Schon im ersten Jahr zeigte sich der hohe Bedarf: Rund 1.000 Patientinnen und Patienten mit Schulter- und Ellenbogenerkrankungen wurden operativ behandelt, darunter viele mit komplexen Befunden. Ein besonderer Schwerpunkt liegt in der Endoprothetik, also dem künstlichen Gelenkersatz, sowohl an der Schulter als auch am Ellenbogen. Mit über 150 endoprothetischen Eingriffen pro Jahr zählt unser Haus zu den führenden Schulterendoprothetik-Zentren in Deutschland.
Wir bieten das komplette operative Spektrum:
- Arthroskopische Verfahren (Schlüssellochchirurgie)
- Rekonstruktive Operationen zur Wiederherstellung von Gelenk- und Muskelstrukturen
- Künstlicher Gelenkersatz (anatomische und inverse Schulterprothesen, Ellenbogenprothesen)
- Revisionsoperationen bei gelockerten oder defekten Kunstgelenken
Hier erhalten Sie weitere Informationen zu den häufigsten Schultererkrankungen und unseren Behandlungsstrategien.
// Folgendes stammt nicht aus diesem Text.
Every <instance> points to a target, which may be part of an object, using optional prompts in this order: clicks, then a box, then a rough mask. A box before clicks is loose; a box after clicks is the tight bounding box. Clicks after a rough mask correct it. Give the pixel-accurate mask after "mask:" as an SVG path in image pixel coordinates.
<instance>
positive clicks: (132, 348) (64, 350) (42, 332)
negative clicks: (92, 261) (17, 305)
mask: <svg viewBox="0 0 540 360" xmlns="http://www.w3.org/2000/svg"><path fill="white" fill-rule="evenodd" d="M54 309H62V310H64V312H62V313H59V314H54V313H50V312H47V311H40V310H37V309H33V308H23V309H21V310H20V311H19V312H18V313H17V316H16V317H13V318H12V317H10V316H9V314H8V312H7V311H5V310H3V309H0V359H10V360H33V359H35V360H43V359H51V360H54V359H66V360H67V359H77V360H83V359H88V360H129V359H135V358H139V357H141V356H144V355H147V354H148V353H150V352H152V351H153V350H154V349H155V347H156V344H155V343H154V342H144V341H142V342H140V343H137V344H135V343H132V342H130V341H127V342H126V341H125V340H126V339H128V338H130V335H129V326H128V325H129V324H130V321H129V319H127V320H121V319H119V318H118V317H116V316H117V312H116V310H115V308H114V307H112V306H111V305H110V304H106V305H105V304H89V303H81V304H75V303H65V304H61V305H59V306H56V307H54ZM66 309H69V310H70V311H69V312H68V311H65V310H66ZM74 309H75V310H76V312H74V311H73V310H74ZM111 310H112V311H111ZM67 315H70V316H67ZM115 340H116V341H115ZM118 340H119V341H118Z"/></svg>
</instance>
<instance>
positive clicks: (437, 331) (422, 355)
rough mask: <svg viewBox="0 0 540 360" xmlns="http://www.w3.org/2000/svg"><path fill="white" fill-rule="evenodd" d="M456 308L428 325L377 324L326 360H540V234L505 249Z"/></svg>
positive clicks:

Schulterschmerzsyndrom (Impingement-Syndrom)
Das Schulterschmerzsyndrom (medizinisch: subakromiales Schmerzsyndrom, Impingement-Syndrom, Engpasssyndrom) gehört zu den häufigsten Ursachen für Schulterschmerzen. Es entsteht, wenn es im engen Raum zwischen Schulterdach (Akromion) und Oberarmkopf zu Reizungen und Entzündungen kommt. Dabei sind oft auch die Rotatorenmanschette oder die lange Bizepssehne betroffen.
Typische Beschwerden
- Schmerzen beim Heben des Arms nach vorne oder über den Kopf
- Ruheschmerzen und häufig Nachtschmerzen beim Liegen auf der betroffenen Schulter
- Eingeschränkte Beweglichkeit, typischerweise ein „schmerzhafter Bogen“ beim seitlichen Anheben des Arms
Behandlungsmöglichkeiten
Zunächst steht die konservative Therapie im Vordergrund – in der Regel über 2–3 Monate:
- Schmerzmittel
- gezielte Injektionen in den Schulterraum
- Physiotherapie und gezielte Übungen
Wenn die Beschwerden trotz Therapie bestehen bleiben, kann eine arthroskopische Operation sinnvoll sein:
- Endoskopische subakromiale Dekompression (ESD): Der Raum unter dem Schulterdach wird erweitert, knöcherne Engstellen (z. B. ein Akromionsporn) werden abgetragen.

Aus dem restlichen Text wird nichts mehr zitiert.